What does mean in fact to diagonalize a bilinear form?

Question

I am studying some linear algebra and I've learned one algorithm to transform a bilinear symmetric form in a diagonal matrix, i.e., it is a sum of squares. But to do this, I am using a kind of Gramm-Schimdt process, I mean:

Take $\{e_1,\ldots,e_n\}$ basis for $V$ a vector field, and consider $f : V\times V \to V$ a symmetric bilinear form. How to find a basis in a such way that $f$ is a sum of squares?

What I've learned is:

Take $e_1$, then make:

$v_1 = e_1.$

Do then

$$v_2 = e_2 - \frac{f(v_1,e_2)}{f(v_1,v_1)}v_1,$$

$$v_3 = e_3 - \frac{f(v_1,e_3)}{f(v_1,v_1)}v_1 - \frac{f(v_2,e_3)}{f(v_2,v_2)}v_2$$

proceed as the same way. Then we get the searched basis.

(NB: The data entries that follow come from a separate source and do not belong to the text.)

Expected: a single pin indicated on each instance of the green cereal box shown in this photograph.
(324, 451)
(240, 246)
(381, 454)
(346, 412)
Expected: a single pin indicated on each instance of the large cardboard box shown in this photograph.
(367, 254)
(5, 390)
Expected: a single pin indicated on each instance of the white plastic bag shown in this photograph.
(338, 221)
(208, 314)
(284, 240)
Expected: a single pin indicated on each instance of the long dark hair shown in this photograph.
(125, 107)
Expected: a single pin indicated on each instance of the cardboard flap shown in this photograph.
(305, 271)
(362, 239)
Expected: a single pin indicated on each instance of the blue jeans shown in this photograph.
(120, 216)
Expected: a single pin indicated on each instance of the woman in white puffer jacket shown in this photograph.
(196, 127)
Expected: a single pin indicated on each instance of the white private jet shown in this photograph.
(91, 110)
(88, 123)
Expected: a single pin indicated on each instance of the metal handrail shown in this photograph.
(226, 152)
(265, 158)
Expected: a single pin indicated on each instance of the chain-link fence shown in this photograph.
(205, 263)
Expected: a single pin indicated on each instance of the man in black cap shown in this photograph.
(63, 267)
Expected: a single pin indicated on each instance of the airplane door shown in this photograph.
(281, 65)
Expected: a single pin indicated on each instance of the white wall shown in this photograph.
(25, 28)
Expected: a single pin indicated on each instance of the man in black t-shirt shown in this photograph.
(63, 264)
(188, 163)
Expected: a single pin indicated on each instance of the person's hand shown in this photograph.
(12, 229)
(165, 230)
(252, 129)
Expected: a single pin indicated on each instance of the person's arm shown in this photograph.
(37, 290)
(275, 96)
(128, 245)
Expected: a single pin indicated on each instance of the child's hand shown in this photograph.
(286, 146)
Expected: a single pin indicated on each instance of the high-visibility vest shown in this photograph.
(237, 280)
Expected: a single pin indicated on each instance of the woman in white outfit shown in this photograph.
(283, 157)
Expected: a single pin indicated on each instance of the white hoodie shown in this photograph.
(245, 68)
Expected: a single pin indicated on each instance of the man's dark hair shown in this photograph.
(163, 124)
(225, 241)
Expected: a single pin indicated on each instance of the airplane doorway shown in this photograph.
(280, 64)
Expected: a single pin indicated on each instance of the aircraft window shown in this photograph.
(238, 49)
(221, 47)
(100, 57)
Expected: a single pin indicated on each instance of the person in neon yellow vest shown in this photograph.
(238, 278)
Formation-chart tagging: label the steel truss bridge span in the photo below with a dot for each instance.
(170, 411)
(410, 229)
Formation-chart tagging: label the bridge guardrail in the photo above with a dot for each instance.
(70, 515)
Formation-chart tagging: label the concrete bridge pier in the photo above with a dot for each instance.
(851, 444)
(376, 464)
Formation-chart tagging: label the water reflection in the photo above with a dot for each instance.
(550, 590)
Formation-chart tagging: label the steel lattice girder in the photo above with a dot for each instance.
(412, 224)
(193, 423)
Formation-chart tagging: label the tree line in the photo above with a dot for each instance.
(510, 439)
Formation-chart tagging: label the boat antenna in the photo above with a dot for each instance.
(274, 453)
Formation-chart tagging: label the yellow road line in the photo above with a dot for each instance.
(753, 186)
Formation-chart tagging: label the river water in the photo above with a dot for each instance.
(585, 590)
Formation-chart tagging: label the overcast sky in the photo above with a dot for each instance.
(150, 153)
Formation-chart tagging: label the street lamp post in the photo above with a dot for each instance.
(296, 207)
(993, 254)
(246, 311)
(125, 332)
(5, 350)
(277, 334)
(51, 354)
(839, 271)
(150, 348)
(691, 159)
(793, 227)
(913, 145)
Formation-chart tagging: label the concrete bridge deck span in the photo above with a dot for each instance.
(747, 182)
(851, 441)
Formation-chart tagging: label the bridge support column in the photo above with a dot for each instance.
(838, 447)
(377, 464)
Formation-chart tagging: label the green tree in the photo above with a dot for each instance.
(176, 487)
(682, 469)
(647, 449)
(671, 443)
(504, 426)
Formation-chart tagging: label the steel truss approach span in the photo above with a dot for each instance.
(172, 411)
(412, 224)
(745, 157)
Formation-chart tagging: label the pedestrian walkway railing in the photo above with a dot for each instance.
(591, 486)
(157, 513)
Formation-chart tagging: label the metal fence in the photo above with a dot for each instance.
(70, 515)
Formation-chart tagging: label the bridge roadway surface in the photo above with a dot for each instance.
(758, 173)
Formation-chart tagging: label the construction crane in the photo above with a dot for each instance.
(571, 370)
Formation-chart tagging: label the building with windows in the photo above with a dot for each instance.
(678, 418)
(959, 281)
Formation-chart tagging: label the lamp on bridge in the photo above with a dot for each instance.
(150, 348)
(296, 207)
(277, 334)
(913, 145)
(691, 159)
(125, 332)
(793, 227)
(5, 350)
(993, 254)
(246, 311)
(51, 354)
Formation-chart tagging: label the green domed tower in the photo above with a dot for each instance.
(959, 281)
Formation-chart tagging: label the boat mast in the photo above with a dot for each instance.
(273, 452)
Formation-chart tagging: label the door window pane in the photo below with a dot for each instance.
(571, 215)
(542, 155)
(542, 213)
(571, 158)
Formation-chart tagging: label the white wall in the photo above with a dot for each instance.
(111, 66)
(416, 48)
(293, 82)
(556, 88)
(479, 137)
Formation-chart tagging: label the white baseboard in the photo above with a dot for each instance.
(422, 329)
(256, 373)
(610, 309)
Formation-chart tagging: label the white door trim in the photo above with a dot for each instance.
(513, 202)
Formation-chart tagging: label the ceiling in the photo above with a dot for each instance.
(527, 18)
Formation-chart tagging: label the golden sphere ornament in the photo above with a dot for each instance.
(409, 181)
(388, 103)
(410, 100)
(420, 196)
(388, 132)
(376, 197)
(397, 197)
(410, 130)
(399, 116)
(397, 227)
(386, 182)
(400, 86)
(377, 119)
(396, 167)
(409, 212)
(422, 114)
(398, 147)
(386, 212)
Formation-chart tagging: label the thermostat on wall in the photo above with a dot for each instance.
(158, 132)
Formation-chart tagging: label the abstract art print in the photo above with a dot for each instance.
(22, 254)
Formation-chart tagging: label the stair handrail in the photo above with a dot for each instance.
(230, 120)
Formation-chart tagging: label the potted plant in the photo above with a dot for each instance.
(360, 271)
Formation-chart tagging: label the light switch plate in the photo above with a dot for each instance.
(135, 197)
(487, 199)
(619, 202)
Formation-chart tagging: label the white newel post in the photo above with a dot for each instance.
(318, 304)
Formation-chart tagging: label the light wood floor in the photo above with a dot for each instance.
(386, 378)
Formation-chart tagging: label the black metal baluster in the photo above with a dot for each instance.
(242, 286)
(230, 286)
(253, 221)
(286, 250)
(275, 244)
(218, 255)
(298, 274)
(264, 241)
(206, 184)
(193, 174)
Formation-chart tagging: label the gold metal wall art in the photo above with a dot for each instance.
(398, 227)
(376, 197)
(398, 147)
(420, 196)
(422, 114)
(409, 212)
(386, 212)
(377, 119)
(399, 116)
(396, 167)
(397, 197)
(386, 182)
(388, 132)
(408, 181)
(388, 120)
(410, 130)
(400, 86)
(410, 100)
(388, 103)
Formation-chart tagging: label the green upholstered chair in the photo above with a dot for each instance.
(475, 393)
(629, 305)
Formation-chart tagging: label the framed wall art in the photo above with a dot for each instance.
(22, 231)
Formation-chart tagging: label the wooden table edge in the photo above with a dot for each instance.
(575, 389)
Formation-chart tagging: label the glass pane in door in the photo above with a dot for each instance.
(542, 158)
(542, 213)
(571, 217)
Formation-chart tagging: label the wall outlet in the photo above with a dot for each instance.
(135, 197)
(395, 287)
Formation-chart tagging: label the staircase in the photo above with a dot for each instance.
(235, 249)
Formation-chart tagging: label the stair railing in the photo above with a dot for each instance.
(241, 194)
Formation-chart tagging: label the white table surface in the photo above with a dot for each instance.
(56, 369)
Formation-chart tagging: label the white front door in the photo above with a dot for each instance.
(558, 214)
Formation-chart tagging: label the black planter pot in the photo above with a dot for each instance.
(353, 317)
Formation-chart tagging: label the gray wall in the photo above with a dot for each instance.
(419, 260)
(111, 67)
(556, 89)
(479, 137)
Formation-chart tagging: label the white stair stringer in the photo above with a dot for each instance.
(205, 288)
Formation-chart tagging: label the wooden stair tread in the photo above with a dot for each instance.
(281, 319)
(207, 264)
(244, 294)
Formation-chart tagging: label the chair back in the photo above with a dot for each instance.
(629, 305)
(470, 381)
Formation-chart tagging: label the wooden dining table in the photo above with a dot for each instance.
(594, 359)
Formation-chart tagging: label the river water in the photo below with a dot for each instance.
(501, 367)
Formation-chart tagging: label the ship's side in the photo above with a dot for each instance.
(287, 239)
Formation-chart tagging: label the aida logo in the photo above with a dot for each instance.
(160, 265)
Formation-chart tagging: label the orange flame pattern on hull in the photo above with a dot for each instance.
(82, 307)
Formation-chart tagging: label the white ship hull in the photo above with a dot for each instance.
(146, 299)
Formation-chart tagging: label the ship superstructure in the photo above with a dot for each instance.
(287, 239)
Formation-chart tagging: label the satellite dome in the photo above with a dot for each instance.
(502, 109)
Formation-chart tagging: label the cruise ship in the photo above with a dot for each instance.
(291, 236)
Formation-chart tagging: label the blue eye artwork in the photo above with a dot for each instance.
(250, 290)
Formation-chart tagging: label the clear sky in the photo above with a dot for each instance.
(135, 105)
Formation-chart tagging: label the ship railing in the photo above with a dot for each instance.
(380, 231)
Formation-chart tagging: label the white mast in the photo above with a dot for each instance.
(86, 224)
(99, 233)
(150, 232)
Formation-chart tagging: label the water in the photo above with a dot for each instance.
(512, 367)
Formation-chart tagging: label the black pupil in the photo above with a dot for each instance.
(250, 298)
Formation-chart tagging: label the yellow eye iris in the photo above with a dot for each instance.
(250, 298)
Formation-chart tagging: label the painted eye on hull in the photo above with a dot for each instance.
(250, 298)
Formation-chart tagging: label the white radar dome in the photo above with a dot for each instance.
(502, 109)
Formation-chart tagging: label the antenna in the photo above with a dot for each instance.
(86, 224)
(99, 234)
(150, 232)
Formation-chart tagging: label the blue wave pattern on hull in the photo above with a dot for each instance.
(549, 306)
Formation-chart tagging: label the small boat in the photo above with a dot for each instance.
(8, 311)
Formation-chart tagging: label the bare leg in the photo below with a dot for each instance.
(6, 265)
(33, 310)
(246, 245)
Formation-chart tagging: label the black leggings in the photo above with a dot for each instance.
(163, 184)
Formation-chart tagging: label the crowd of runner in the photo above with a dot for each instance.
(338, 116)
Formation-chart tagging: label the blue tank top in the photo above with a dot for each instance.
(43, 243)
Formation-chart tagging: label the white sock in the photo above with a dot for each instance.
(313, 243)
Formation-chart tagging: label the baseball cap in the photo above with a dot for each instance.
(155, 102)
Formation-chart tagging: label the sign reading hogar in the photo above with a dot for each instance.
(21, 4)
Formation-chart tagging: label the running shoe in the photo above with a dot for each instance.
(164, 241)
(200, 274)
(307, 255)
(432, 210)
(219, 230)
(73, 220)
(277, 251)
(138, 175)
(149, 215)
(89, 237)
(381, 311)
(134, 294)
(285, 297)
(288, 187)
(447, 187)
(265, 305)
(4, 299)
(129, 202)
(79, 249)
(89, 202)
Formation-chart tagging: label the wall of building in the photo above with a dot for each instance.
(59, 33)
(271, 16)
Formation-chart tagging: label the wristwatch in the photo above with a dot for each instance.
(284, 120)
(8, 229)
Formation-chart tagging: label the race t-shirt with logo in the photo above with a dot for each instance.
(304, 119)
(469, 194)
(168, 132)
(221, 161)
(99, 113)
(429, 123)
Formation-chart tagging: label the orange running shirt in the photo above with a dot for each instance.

But my question is, how to do this procedure using only the matrix of $f$? Is this equivalent to find a basis formed by eingenvectors?

Answer 1

Leonardo,

As Will Jagy's comment points out, possibly one subtle point in your question is 'the matrix of $f$': given a square matrix $A$ on $\mathbb R^n$ (let us keep real for simplicity), you get a bilinear form $$f_A(x,y)=\langle Ax,y\rangle,$$ where $\langle,\rangle$ is the standard Euclidean product on $\mathbb R^n$. On the other hand, given a symmetric bilinear form $f:\mathbb R^n\times\mathbb R^n\to \mathbb R$, one get a unique (symmetric) matrix $A=\{a_{ij}\}$ by setting $$a_{ij}=f (e_i,e_j)$$ ($\{e_i\}$ the standard basis in $\mathbb R^n$.) In this case it is easy to see that $f=f_A$. In particular, if $\{v_i\}$ is a set of ortonormal eigenvectors of $A$, $Av_i=\lambda_i v_i$, $$f(v_i,v_j)=\langle Av_i,v_j\rangle=\lambda_i\langle v_i,v_j\rangle=\lambda_i\delta_{ij}.$$

When you proceed as Gram-Schmidt, you are actually considering $f$ as a (possibly non-definite degenerate) inner product.

Does it answer your question? I can't understand what do you mean by a sum of squares.